Die MPDs 70 und 72 sind für die Verbreitung von Nachrichten
um den Ring verantwortlich, der aus dem P2P-Fernbus 74 besteht,
um Nachrichten unterzubringen, die aus einem Sicherheitslogiklöser auf
derselben Rückwandplatine wie
des MPDs 70 oder 72 zum Ring 74 geleitet werden,
und um die Nachrichten, die sich im Ring 74 befinden und
an einen Sicherheitslogiklöser
auf derselben Rückwandplatine
wie eines MPDs 70 oder 72 adressiert sind, zu
eben diesem Sicherheitslogiklöser
zu schicken. Während
jede Anzahl an Nachrichten auf dem P2P-Fernbus 74 verbreitet
werden kann, sieht eine Ausführungsform
ein Maximum von zweiunddreißig
(32) Nachrichten vor, die während jedes P2P-Buszyklus verbreitet
werden sollen. Diese Nachrichten können von 1 bis 32 separaten
und verschiedenen Sicherheitslogiklösern stammen, einschließlich der
Sicherheitslogiklöser 50– 56 auf den
Rückwandplatinen 76 der
Knoten 18 und 20, sowie von irgendwelchen anderen
Rückwandplatinen
auf anderen Knoten in der Prozessanlage 10, die durch den
Ringbus 74 miteinander verbunden werden.
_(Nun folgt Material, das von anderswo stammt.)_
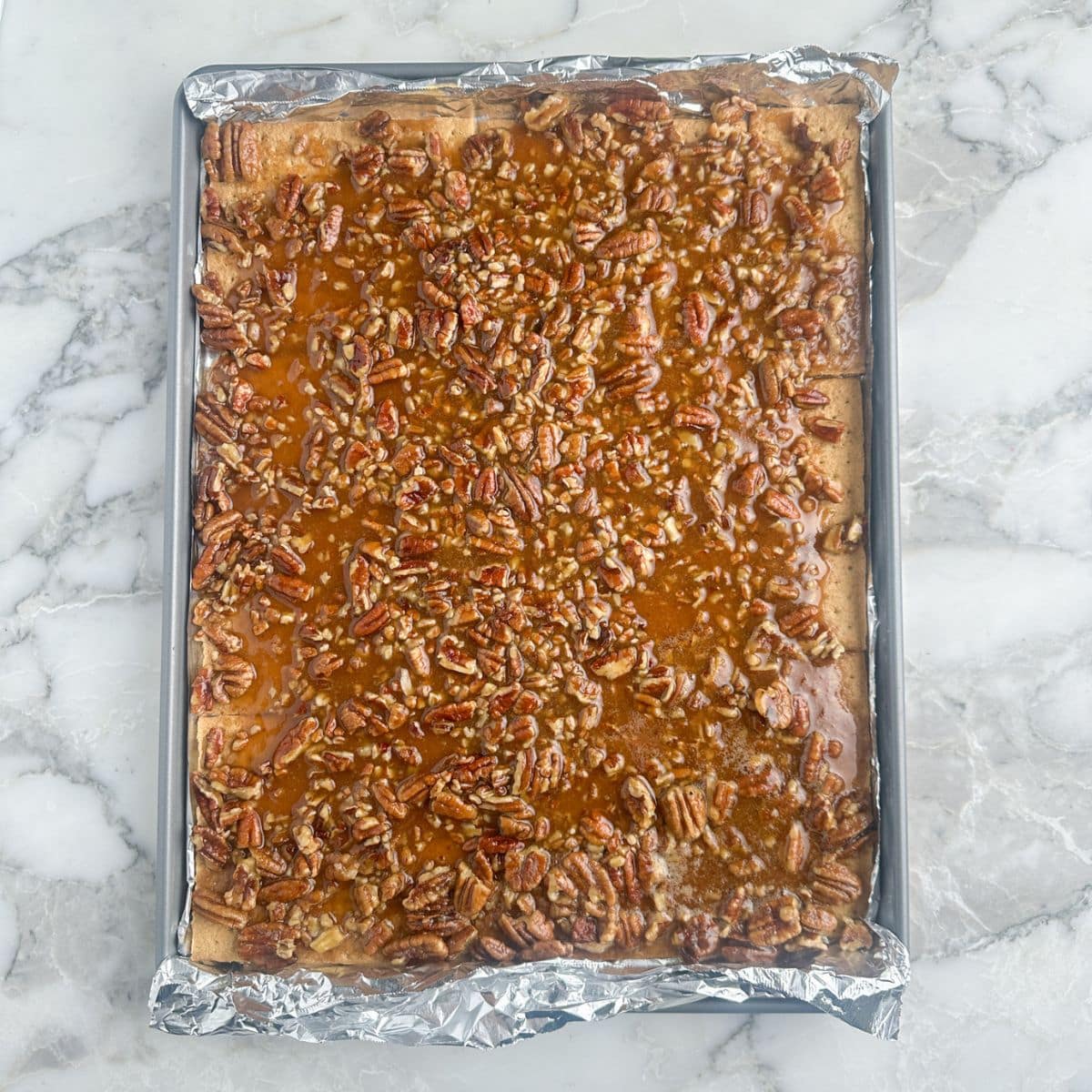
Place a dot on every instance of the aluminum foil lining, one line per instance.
(491, 1006)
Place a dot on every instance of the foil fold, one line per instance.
(490, 1006)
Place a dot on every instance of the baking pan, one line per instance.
(893, 880)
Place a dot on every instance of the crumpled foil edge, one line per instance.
(489, 1006)
(485, 1007)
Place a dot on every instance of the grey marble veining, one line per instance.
(994, 162)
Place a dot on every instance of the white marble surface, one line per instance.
(994, 167)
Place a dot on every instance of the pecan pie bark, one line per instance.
(529, 583)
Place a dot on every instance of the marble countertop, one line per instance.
(994, 156)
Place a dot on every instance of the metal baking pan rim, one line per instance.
(170, 877)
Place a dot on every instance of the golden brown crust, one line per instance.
(434, 336)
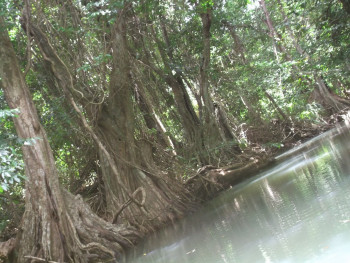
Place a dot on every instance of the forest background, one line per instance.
(129, 114)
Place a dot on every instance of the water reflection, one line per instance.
(299, 211)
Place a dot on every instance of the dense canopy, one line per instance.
(128, 114)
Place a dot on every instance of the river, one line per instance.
(297, 211)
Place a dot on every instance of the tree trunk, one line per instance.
(56, 225)
(210, 128)
(346, 5)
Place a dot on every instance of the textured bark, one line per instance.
(210, 127)
(163, 198)
(190, 122)
(346, 5)
(56, 225)
(137, 194)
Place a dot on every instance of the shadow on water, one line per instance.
(298, 211)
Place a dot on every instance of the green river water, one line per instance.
(297, 211)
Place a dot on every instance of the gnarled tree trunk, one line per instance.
(56, 225)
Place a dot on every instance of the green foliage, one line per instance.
(11, 164)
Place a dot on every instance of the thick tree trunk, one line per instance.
(162, 197)
(136, 193)
(346, 5)
(56, 225)
(210, 127)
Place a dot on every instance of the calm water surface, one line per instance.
(298, 211)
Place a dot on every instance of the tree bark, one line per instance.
(56, 225)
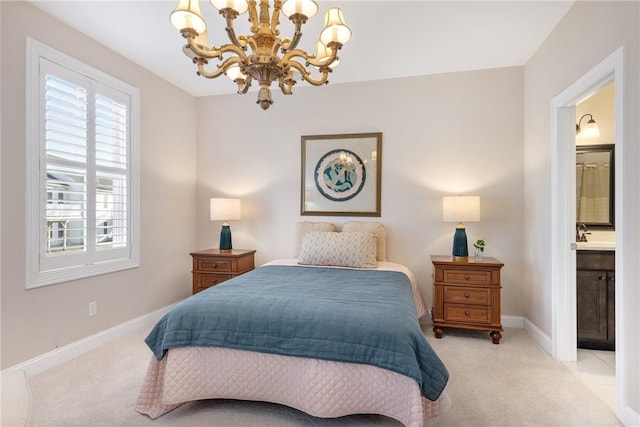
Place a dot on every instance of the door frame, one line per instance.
(563, 206)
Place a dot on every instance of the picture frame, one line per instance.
(341, 174)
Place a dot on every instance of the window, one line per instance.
(82, 169)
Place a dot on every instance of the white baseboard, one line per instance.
(629, 417)
(516, 322)
(539, 336)
(63, 354)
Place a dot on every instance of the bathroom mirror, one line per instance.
(595, 186)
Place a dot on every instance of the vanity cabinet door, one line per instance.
(592, 306)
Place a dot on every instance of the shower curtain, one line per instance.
(593, 192)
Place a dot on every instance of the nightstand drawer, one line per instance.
(203, 280)
(213, 264)
(476, 277)
(470, 314)
(460, 295)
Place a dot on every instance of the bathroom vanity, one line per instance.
(596, 298)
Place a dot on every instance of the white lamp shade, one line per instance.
(222, 209)
(591, 130)
(187, 15)
(461, 208)
(307, 8)
(335, 30)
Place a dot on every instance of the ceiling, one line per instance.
(390, 38)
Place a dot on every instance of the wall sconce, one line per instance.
(460, 209)
(221, 209)
(590, 130)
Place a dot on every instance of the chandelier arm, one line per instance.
(222, 67)
(325, 70)
(286, 86)
(310, 59)
(297, 35)
(246, 84)
(275, 18)
(214, 52)
(253, 17)
(231, 33)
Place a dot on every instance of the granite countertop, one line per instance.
(596, 246)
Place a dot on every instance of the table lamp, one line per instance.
(222, 209)
(460, 209)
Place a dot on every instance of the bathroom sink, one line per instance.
(596, 246)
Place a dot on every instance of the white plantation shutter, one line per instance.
(81, 159)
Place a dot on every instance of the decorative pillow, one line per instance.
(303, 227)
(375, 227)
(349, 249)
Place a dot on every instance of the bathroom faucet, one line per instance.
(581, 233)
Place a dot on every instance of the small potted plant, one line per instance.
(479, 245)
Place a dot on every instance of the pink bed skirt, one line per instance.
(320, 388)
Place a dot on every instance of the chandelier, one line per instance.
(270, 58)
Als Ergebnis dieser
Operation können
jedoch alle der Sicherheitslogiklöser im Sicherheitssystem 14 synchron
arbeiten, selbst wenn sie sich an unterschiedlichen Knoten befinden,
weil der Ringbus 74 eine Kommunikationsverbindung zwischen
diesen Geräten
bereitstellt, was ermöglicht,
dass eine Synchronisation erzielt werden kann. Der Ringbus 74 kann
jede gewünschte
Art von Busstruktur und -protokoll einsetzen, verwendet aber vorzugsweise
Punkt-zu-Punkt-Glasfaserkabel mit einem 10Base-T-Ethernet-Protokoll, welches
eine Übertragungsrate von
10 Mb/sec. hat.
-
4 veranschaulicht
einen Impulsplan 300 für
einen einzelnen Buszyklus 302, der auf den lokalen P2P-Bussen 104 und 106 verwendet
wird, und der eine für
die Art und Weise beispielhafte Impulssequenz darstellt, auf die
die P2P-Nachrichten im Verhältnis
zu anderen Aktivitäten
im Sicherheitssystem 14 über den P2P-Bus verschickt
werden. Der Buszyklus 302 reflektiert einen geeigneten
Buszykluszeitrahmen oder eine geeignete Buszyklusdauer und wird
in eine geeignete Anzahl von einzelnen Zeitschlitzen aufgeteilt,
wobei jeder einzelne Zeitschlitz eine ausgewählte Länge hat. Alternativ können alle
einzelnen Zeitschlitze dieselbe festgelegte Länge haben. Ein Fachmann wird
sofort in der Lage sein, eine geeignete Buszyklusdauer und angemessene
Zeitintervalle für
die einzelnen Zeitschlitze je nach dem verwendeten Kommunikationsprotokoll und
anderen bekannten Auslegungserwägungen
wählen.
Auf ähnliche
Weise könnten
außer
TDMA-Verbindungen auch andere Arten von Buskommunikationen auf den
P2P-Bussen 104 und 106 verwendet werden, falls
das so gewünscht
wird.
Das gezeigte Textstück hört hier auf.